Financial issues and debt are difficult for nearly everyone to deal with and to plan for, so when a couple marries the difficulties tend to multiply. While financial planning is not one of the most pleasant collaborations between spouses, it is absolutely necessary in order to maintain healthy finances – as well as a healthy relationship.
Most individuals have some form of debt that must be repaid such as mortgages, student loans, auto loans, or credit card debt. In order to make your and your spouse’s finances work for you, it is imperative that both of you work together to avoid unnecessary debt and to handle debt that already has been incurred.
Avoiding Debt in a Marriage
The ideal debt situation is, of course, for a couple to enter into marriage without any debt whatsoever, but this is unlikely. At the very least then, whether marriage is still in your future or you already are married, you and your partner both should strive to avoid unnecessary debt.
Communication
It probably sounds like a cliché by now, but communication really is the secret to a good marriage – the financial aspects of it anyway. The sooner the better in a serious relationship, the couple should discuss openly, honestly, and completely, the details of their financial situations. They should share banking, checking, credit card and credit information, and should disclose any and all debts that they owe.
If this conversation comes before marriage, then each partner should try to develop a plan that will eliminate a majority of their debt beforehand. If the couple already is married, then they might prefer to come up with a plan together.
Discussing your financial concerns and goals absolutely should not be avoided. It is when individuals ignore their finances and hope for the best that problems arise. Cover everything – investments, life and health concerns, estate planning, etc.
Discuss with your partner your financial goals in both the near and the distant future. For example, if you would like to purchase a home within the next few years, then discuss how and when you expect to achieve your goal. Developing and sticking to a budget really is the best way to plan for the future and to avoid future debt.
Planning
To develop a budget, you should track everything on which you and your spouse spend money for one week. This provides you with valuable information about exactly where your money is going, which is necessary in order to know where you can cut back in your budget. Based on your estimations, work together to create a workable, realistic budget to keep your finances under control.
To ensure that bills are being paid and to eliminate confusion, you and your spouse should designate one person to be the “bill payer”. This does not mean, of course, that the other should be left in the dark. Remember – communication!
Even if your finances appear solid in the short-run, you always should try to invest in an emergency fund. Your finances might be debt-free right now, but an unexpected situation for which you are unprepared could be very damaging. Understandably so, it can be very difficult to set aside money for a hypothetical situation, but its importance really cannot be overstated.

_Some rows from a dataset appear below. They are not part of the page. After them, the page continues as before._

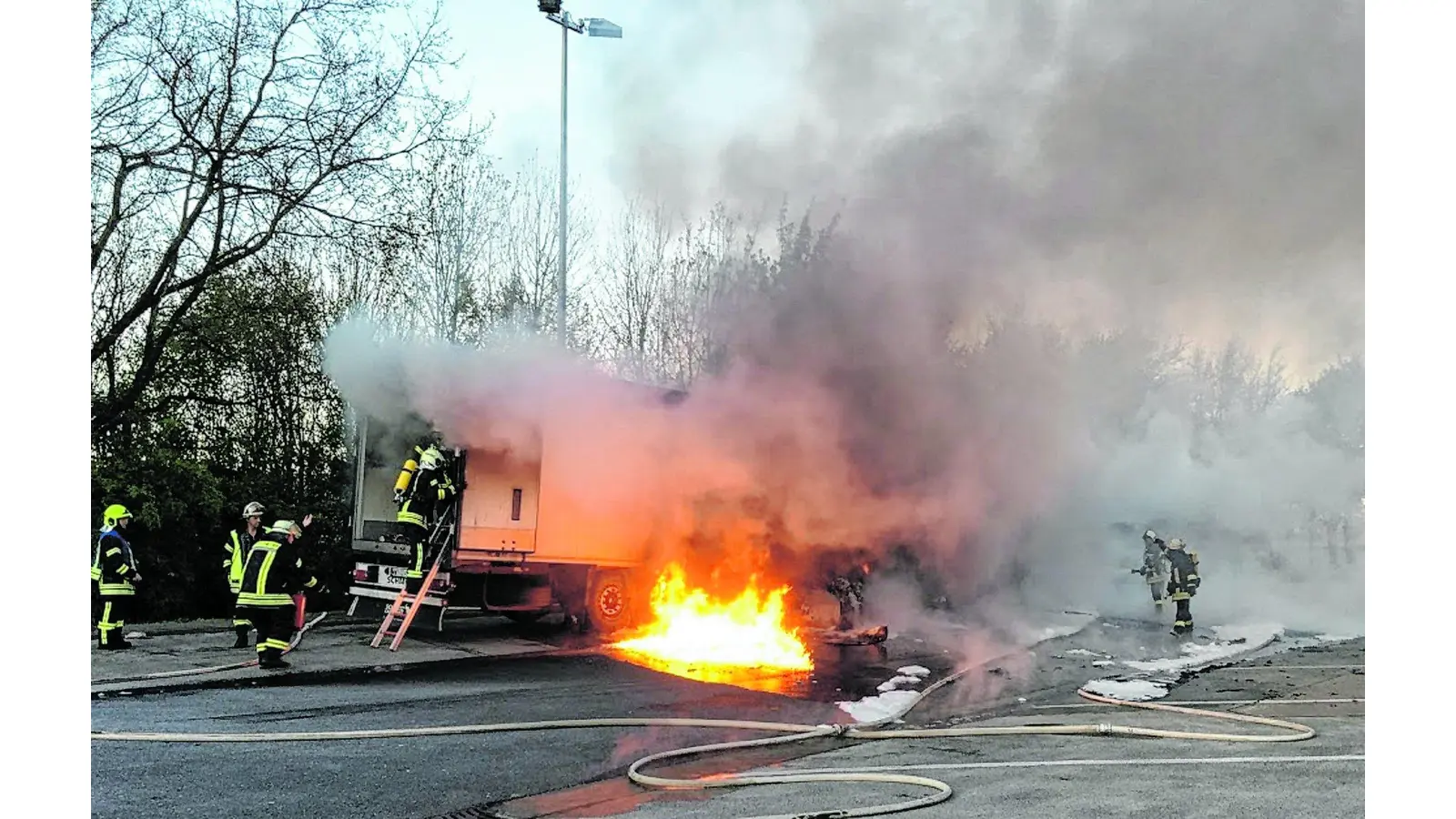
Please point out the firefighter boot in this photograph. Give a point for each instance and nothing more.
(273, 659)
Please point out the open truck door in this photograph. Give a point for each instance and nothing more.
(380, 552)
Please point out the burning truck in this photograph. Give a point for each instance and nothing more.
(521, 544)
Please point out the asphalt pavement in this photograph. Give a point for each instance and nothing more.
(488, 672)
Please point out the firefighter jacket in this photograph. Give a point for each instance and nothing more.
(114, 566)
(235, 555)
(1183, 577)
(273, 573)
(427, 491)
(1155, 566)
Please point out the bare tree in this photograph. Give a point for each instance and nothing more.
(526, 290)
(693, 288)
(631, 288)
(463, 212)
(222, 127)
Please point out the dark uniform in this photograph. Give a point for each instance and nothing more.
(114, 569)
(1183, 583)
(421, 490)
(273, 573)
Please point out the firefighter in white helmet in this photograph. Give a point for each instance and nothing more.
(421, 490)
(1155, 566)
(235, 555)
(273, 574)
(1183, 583)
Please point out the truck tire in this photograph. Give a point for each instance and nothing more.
(609, 601)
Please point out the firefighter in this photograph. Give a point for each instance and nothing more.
(1155, 566)
(235, 557)
(421, 490)
(273, 573)
(114, 569)
(1183, 583)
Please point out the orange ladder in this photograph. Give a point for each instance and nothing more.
(402, 612)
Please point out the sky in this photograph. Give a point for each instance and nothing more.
(511, 65)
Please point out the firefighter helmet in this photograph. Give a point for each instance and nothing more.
(114, 513)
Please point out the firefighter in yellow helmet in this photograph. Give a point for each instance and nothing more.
(114, 569)
(421, 490)
(1183, 583)
(273, 573)
(235, 555)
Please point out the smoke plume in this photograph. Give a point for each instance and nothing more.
(1037, 203)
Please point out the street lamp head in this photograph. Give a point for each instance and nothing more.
(597, 26)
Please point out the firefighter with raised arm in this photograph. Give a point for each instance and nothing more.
(421, 491)
(114, 569)
(1155, 566)
(1183, 583)
(235, 555)
(273, 574)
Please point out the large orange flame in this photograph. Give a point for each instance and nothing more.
(691, 629)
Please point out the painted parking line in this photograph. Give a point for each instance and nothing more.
(1077, 763)
(1296, 702)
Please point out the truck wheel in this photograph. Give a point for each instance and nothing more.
(609, 601)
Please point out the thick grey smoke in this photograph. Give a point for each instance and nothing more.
(1179, 167)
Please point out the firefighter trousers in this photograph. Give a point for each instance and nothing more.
(274, 630)
(111, 620)
(1183, 622)
(419, 555)
(240, 622)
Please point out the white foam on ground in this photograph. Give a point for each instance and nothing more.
(1252, 637)
(1067, 625)
(893, 698)
(873, 709)
(1132, 690)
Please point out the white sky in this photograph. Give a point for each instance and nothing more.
(684, 57)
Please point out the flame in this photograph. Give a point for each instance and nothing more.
(689, 629)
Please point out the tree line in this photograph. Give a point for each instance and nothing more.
(264, 167)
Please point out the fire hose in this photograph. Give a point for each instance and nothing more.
(293, 644)
(870, 731)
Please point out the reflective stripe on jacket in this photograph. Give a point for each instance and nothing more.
(273, 574)
(114, 566)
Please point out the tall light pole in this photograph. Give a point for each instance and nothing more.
(592, 26)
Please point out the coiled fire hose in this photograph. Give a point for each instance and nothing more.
(793, 733)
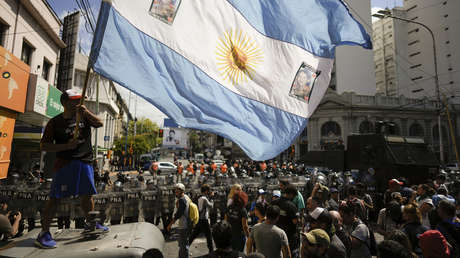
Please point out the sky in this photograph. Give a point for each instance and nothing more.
(143, 108)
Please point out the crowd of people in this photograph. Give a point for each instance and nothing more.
(415, 221)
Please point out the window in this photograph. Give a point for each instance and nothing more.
(412, 8)
(416, 130)
(3, 31)
(46, 69)
(27, 51)
(413, 42)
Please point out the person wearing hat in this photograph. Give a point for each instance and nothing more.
(359, 232)
(269, 239)
(333, 203)
(181, 215)
(394, 185)
(289, 217)
(276, 195)
(315, 244)
(6, 228)
(426, 206)
(320, 218)
(204, 206)
(260, 199)
(74, 171)
(434, 245)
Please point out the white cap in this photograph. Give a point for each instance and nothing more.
(427, 200)
(180, 186)
(73, 93)
(316, 212)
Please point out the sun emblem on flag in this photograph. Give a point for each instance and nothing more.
(237, 56)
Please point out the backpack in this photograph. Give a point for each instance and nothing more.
(193, 213)
(452, 234)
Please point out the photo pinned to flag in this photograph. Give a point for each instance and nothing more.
(165, 10)
(303, 83)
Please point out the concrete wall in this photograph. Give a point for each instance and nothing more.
(33, 31)
(442, 18)
(355, 65)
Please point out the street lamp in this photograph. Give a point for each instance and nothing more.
(387, 14)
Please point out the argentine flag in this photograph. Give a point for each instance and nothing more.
(252, 71)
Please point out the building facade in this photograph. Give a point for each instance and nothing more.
(341, 115)
(390, 55)
(442, 18)
(101, 99)
(354, 66)
(29, 37)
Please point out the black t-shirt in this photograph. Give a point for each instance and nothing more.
(235, 215)
(288, 212)
(225, 254)
(60, 130)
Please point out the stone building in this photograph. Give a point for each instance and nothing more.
(341, 115)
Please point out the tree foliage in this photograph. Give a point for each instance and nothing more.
(145, 140)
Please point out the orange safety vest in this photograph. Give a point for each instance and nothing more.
(202, 169)
(263, 166)
(223, 168)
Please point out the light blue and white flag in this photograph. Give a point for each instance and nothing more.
(252, 71)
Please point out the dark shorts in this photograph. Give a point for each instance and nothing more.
(74, 179)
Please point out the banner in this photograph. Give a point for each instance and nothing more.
(175, 137)
(7, 120)
(14, 78)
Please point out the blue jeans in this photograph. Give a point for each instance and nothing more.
(183, 243)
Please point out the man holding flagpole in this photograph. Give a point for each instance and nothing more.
(250, 71)
(73, 166)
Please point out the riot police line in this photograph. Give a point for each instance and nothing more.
(134, 199)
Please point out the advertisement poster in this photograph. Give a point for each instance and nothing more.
(7, 120)
(53, 104)
(175, 137)
(14, 78)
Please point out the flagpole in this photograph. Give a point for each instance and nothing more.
(88, 73)
(82, 101)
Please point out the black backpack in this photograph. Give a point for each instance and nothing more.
(452, 234)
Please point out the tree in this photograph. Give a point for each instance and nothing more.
(144, 141)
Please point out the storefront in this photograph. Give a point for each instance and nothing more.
(14, 77)
(43, 103)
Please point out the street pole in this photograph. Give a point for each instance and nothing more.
(387, 13)
(96, 148)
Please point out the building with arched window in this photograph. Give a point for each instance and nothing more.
(341, 115)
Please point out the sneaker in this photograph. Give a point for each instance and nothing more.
(45, 240)
(102, 227)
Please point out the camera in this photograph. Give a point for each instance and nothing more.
(21, 225)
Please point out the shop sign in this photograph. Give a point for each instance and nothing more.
(53, 105)
(7, 120)
(41, 95)
(14, 78)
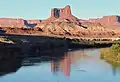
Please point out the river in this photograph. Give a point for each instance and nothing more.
(82, 65)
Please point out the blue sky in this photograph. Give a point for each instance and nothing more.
(40, 9)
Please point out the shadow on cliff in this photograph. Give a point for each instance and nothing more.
(29, 25)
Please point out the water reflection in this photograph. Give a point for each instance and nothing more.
(10, 60)
(60, 60)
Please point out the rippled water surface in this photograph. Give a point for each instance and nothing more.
(73, 66)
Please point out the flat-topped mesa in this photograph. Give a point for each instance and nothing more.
(61, 12)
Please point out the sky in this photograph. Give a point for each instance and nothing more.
(40, 9)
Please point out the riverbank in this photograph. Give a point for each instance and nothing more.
(54, 42)
(112, 54)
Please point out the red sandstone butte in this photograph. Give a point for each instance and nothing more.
(63, 13)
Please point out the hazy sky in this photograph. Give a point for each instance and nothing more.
(40, 9)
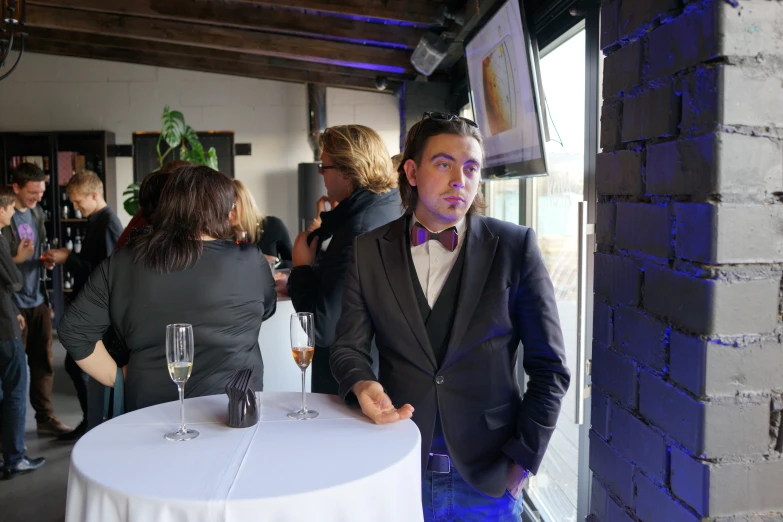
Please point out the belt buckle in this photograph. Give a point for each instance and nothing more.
(448, 462)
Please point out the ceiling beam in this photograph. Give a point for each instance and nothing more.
(420, 12)
(283, 46)
(251, 16)
(96, 40)
(201, 64)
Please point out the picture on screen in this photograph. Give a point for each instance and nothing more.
(505, 98)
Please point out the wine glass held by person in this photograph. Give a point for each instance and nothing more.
(187, 269)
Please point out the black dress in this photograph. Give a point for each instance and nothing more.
(275, 240)
(225, 296)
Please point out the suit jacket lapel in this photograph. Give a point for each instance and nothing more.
(395, 262)
(482, 244)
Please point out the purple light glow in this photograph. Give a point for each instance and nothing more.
(367, 66)
(384, 21)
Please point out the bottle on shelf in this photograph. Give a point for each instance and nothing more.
(66, 211)
(45, 207)
(68, 239)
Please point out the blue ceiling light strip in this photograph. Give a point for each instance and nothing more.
(358, 18)
(367, 66)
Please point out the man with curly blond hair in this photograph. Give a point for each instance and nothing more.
(361, 187)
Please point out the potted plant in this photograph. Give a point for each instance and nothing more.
(175, 133)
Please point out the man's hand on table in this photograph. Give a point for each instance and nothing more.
(377, 406)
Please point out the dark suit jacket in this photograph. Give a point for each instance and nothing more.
(506, 297)
(319, 289)
(103, 231)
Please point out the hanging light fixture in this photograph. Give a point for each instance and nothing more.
(12, 21)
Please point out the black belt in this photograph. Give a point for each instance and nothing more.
(438, 463)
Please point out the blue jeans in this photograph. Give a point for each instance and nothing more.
(13, 373)
(446, 497)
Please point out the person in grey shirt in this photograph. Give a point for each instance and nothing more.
(13, 373)
(24, 236)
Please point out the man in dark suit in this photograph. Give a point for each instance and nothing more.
(85, 190)
(449, 295)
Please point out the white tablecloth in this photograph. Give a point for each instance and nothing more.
(338, 467)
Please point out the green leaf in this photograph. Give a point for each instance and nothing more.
(132, 204)
(212, 158)
(172, 126)
(196, 149)
(178, 135)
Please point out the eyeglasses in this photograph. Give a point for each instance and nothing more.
(438, 116)
(444, 116)
(322, 167)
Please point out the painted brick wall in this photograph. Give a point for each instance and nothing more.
(687, 353)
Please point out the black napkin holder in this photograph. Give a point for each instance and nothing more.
(242, 404)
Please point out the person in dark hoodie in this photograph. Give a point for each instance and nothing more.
(358, 175)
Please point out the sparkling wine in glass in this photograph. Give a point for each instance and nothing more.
(302, 348)
(44, 249)
(179, 357)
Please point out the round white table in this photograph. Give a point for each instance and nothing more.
(337, 467)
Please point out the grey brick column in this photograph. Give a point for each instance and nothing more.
(687, 354)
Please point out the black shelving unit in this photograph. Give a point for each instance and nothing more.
(93, 145)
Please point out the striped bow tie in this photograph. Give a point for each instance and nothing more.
(448, 238)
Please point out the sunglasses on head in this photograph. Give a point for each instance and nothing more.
(439, 116)
(443, 116)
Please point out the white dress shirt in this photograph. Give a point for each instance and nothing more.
(433, 262)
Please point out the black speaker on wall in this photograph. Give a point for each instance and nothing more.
(311, 188)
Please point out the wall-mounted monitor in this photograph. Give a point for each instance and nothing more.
(502, 69)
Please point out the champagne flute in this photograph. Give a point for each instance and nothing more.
(179, 356)
(44, 249)
(302, 348)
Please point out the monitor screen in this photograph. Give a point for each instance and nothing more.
(505, 96)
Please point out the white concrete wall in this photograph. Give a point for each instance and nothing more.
(60, 93)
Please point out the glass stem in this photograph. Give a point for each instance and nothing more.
(304, 406)
(181, 388)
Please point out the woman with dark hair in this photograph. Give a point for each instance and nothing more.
(187, 269)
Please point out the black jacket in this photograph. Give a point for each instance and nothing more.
(225, 295)
(319, 289)
(275, 240)
(103, 230)
(505, 297)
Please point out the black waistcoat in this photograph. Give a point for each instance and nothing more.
(440, 318)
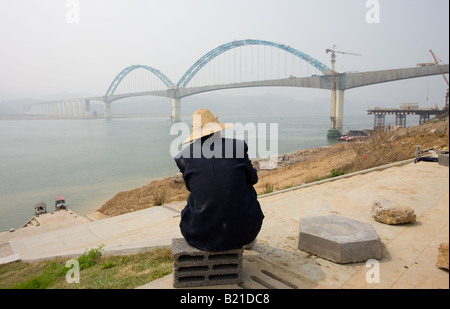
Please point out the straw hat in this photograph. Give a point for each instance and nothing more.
(205, 123)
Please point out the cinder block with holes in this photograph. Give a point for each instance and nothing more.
(193, 267)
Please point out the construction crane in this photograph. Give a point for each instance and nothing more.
(436, 62)
(333, 132)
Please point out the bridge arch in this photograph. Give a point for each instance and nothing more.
(190, 73)
(127, 70)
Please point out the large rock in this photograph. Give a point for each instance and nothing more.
(389, 212)
(339, 239)
(442, 256)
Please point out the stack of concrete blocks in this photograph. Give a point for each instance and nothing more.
(443, 157)
(193, 267)
(339, 239)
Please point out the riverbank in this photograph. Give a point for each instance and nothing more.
(301, 167)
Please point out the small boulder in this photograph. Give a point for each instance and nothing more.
(389, 212)
(442, 256)
(178, 178)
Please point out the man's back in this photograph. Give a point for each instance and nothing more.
(222, 210)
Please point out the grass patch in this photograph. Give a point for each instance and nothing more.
(333, 173)
(159, 196)
(96, 271)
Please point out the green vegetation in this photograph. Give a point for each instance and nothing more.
(333, 173)
(96, 272)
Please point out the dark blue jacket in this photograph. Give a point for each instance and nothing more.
(222, 210)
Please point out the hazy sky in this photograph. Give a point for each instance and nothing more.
(41, 53)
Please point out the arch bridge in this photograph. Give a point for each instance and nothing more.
(184, 87)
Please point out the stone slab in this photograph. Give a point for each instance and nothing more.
(443, 158)
(339, 239)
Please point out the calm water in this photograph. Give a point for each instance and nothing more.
(89, 161)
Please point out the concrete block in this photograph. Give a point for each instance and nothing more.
(339, 239)
(193, 267)
(443, 158)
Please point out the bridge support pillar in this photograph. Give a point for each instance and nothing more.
(107, 110)
(176, 110)
(339, 110)
(87, 108)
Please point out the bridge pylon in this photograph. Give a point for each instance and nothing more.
(107, 110)
(176, 110)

Dealing with Debt in a Marriage
Debt brought into a marriage is the largest source of conflict for the recently married, and finances consistently are one of the most common reasons for disagreement between spouses. In other words, it is crucial for you and your partner to responsibly handle debt together so that it does not get out of hand.
Debt in a marriage may have been incurred either before the marriage or afterward, but in any case it becomes the responsibility of both partners in many ways. For example, even if you both agree that payment on the debt will come out of your partner’s earnings, those payments still will lower your combined family income. Your spouse’s status as a debtor may affect you in other ways too.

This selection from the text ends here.